Musik verbindet
Genau so geschah es am Sonntag 14. Dezember 2025. In der Abtei St. Otmarsberg in Uznach wurde ein Panflötenkonzert gespielt. Um 14.30 Uhr begann dieses in einem vollen Kirchensaal unter der Leitung von Monika Nef. Mit 30 Schülern aus ihren Schulen in Langnau a. A., Küssnacht a. R., Wädenswil, Kelleramt und Hünenberg erklang ein wunderschönes Konzert. Gestartet wurde mit dem bekannten Lied „Biscaya“ von James Last. Es wurden insgesamt 14 Musikstücke vorgetragen. Manchmal war es nostalgisch und ruhig mit beispielsweise „Nostalgias“ von Wuauquakuna, „Sailing“ von Rod Stewart oder den finnischen Liedern „Finlandie-hymni“ und „Varpunen jouluaamanu“. Ebenso gab es ruhige und gleichzeitig winterliche Lieder. Wenn der Winter langsam ins Land zieht, oder das Land ganz still als Kanon präsentiert wird, kommt man gerne ins Träumen. Mit dem „Wintertraum“ fällt es leicht, sich eine unbeschwerte Kutschenfahrt mit trabenden Pferden im Schnee vorzustellen.

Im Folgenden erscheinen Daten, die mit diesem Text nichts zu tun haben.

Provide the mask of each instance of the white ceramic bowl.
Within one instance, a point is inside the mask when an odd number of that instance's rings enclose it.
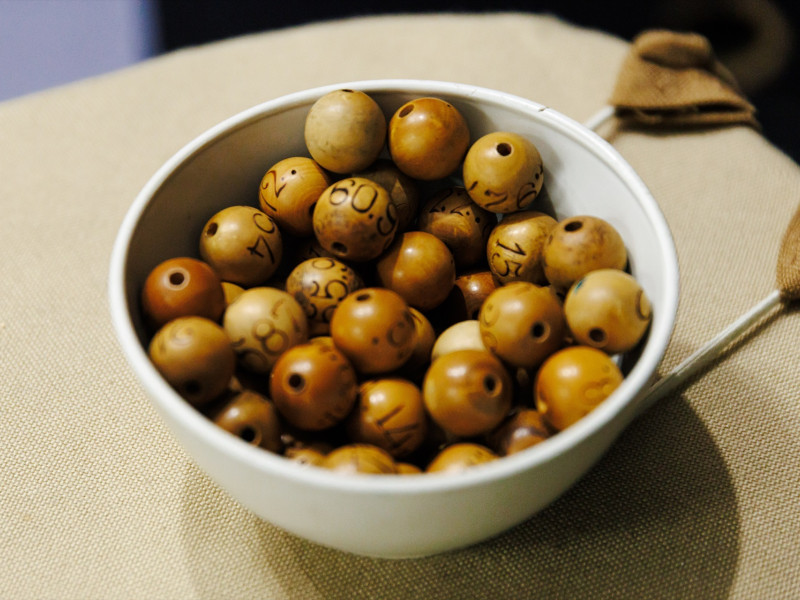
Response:
[[[622,385],[577,424],[522,453],[455,475],[342,476],[301,468],[218,428],[161,378],[146,354],[139,293],[159,262],[197,255],[206,220],[231,204],[257,206],[261,177],[278,160],[307,155],[303,123],[313,102],[362,90],[387,118],[437,96],[469,122],[472,139],[505,130],[529,137],[545,165],[556,218],[589,214],[625,240],[633,274],[654,311]],[[543,200],[547,202],[547,200]],[[164,422],[201,469],[255,514],[308,540],[376,557],[443,552],[495,536],[545,507],[581,477],[637,412],[673,329],[677,257],[656,202],[604,140],[558,112],[498,91],[419,80],[349,82],[271,100],[227,119],[169,159],[131,206],[114,245],[109,281],[114,328]]]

Die Vielfältigkeit der Panflöte wurde mit schnellen Liedern ebenfalls gezeigt. Das bekannte Stück „Mamma Loo“ von den Les Humphries Singer aus dem Jahre 1973, „Gloria in excelsis deo“ sowie „Jingle Bells“ und „Jingle Bells Rock“ haben zum Mitsingen und Mitklatschen motiviert. Für die Spielerinnen und Spieler war es eine wahre Freude, vor solch einem Publikum zu spielen. In einer so schönen Kirche darf natürlich auch „Hallelluja“ nicht fehlen. Dies gab es sogar in zwei verschiedenen Ausführungen. Einmal klassisch aus dem „Messias“ von Händel und einmal ganz populär von Cohen. Die intensive Arbeit hinter der Version von Händel wurde auch vom Publikum wahrgenommen und mit einem grossen Applaus die Wertschätzung ausgedrückt. Mit viel Freude und Motivation gab es zum Schluss noch eine Zugabe von den Zillertaler Schürzenjäger. „Christikind, i glaub no immer an dich“, so soll es sein, gerade in einer Zeit, in der Glauben nicht immer einfach ist. Ebenso wurde das fetzige Lied „Mamma Loo“ wiederholt. Zu Beginn mit einer kleinen Panne, aber auch das gehört bei der Livemusik mit Schülern dazu. Der Lacher im Publikum und im Chor zeigte die Unbeschwertheit und Freude aller anwesenden Personen.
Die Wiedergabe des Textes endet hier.